Cependant, ce droit n’est pas automatique, mais conditionné à une série de critères, pris en compte par Google : il faut que les données référencées dont l’internaute demande l’effacement, soient devenues inexactes, inadéquates, non pertinentes ou excessives au regard des finalités du traitement. Autres hypothèses : ces données ne sont plus mises à jour ou bien ont été conservées pendant une durée excessive.
Les critiques de Larry Page

Il revient finalement aux moteurs d’analyser ces critères lorsqu’une demande d’effacement tombe sur leur écran, et finalement d’être juges de la légitimité des retraits. Une mission qui avait été dénoncée par l’Association des sites internet communautaires (ASIC) ou encore Reporters sans Frontières.
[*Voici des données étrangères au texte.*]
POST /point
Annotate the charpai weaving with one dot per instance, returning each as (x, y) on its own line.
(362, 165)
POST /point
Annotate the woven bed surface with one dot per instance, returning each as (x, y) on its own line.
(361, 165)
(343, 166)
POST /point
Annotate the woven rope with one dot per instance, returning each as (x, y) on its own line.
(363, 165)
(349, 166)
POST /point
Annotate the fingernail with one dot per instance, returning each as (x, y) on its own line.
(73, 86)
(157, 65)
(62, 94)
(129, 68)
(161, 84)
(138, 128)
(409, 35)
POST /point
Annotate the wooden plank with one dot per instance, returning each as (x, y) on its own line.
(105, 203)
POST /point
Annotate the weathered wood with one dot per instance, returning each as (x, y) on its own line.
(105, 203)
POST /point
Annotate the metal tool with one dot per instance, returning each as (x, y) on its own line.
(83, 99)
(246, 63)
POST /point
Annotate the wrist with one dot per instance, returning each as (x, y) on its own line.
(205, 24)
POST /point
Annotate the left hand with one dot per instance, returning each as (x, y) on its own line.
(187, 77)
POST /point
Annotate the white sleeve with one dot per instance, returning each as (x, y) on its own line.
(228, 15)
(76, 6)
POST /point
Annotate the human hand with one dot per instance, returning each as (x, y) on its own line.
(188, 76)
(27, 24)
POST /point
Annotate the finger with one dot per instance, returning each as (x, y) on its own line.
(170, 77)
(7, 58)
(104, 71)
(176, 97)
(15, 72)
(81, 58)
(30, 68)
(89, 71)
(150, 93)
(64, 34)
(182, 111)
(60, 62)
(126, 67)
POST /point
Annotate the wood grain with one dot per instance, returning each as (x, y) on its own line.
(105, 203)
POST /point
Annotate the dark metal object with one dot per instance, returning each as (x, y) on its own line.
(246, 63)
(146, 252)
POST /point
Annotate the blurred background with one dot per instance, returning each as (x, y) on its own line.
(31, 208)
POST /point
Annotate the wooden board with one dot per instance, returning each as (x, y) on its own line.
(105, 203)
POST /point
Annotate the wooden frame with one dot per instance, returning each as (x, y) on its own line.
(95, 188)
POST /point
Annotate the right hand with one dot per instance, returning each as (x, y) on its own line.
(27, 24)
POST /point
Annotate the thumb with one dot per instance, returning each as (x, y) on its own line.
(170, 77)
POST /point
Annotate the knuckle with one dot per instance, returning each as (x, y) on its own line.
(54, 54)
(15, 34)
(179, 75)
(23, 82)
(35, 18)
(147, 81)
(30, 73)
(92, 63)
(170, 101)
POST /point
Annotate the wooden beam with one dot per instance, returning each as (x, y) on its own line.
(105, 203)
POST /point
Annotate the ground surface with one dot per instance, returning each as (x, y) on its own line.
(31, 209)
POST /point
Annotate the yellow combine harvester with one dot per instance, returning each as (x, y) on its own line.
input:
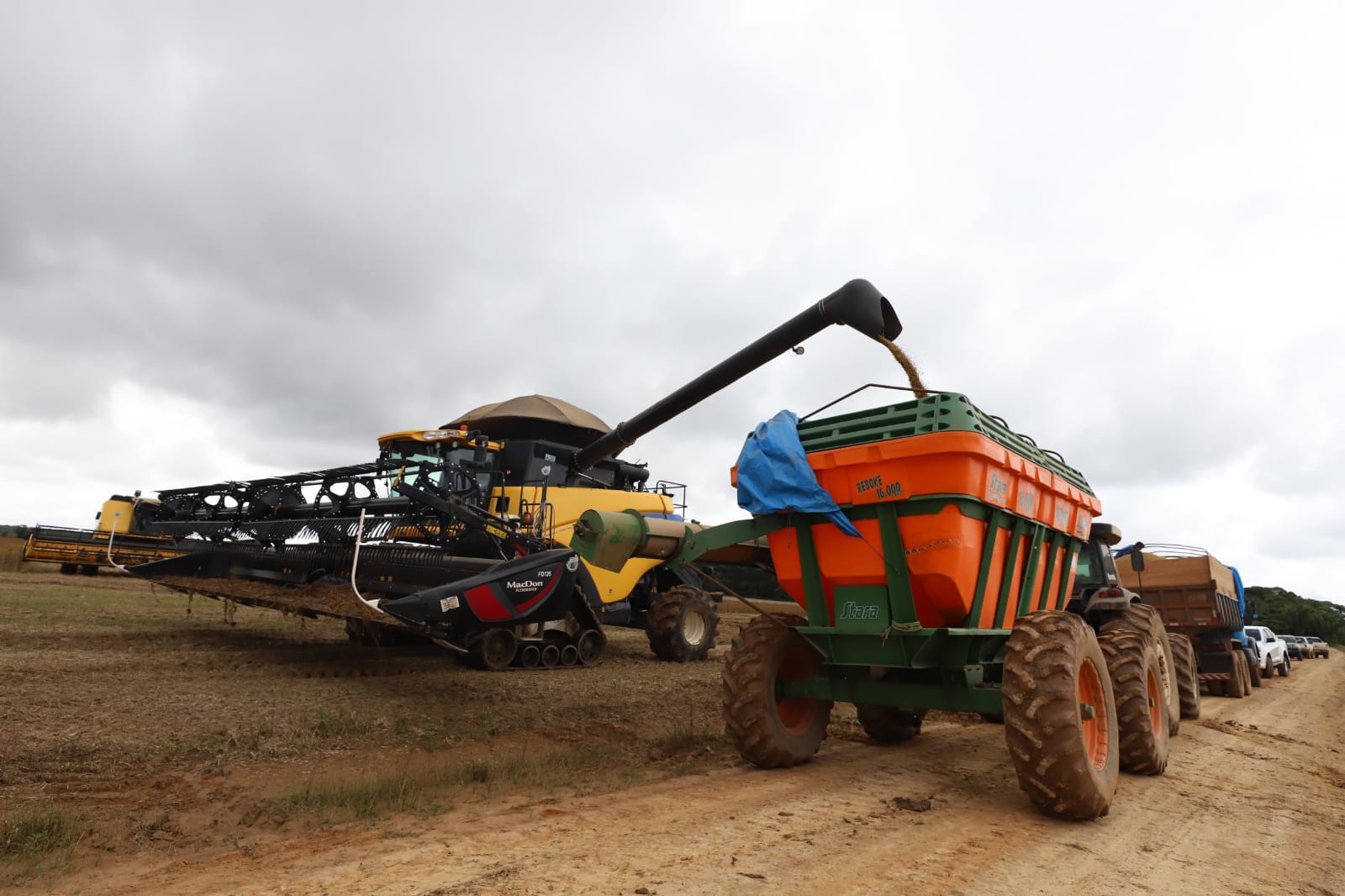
(462, 533)
(120, 539)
Larry Page a d’ailleurs ajouté aujourd'hui sa pluie de critiques dans le Financial Times. Le PDG de Google estime que ce droit à l’effacement va freiner l’essor de ceux qui ne sont pas en capacité, contrairement à Google, d’y répondre. Sous-entendu les jeunes pousses (startup). Mais surtout, ce jugement va finalement encourager les régimes répressifs à accentuer la censure du web. « Il sera utilisé à mauvais escient par d’autres gouvernements qui ne sont pas aussi avancés et progressifs que l’Europe. »
Nadine Morano devra oublier son droit à l’effacement

Précisons enfin que dans son travail d’analyse de la demande, Google pourra continuer à référencer l’adresse litigieuse si des considérations historiques, statistiques ou scientifiques sont en jeu ou si l’internaute est personnalité connue. Autant de critères qui ont été posés par la CJUE. En d’autres termes, Nadine Morano, personnalité publique qui a effacé son tweet problématique en plein « Copé Gate » ne pourra donc s’armer aussi facilement d’une gomme sur Google Search.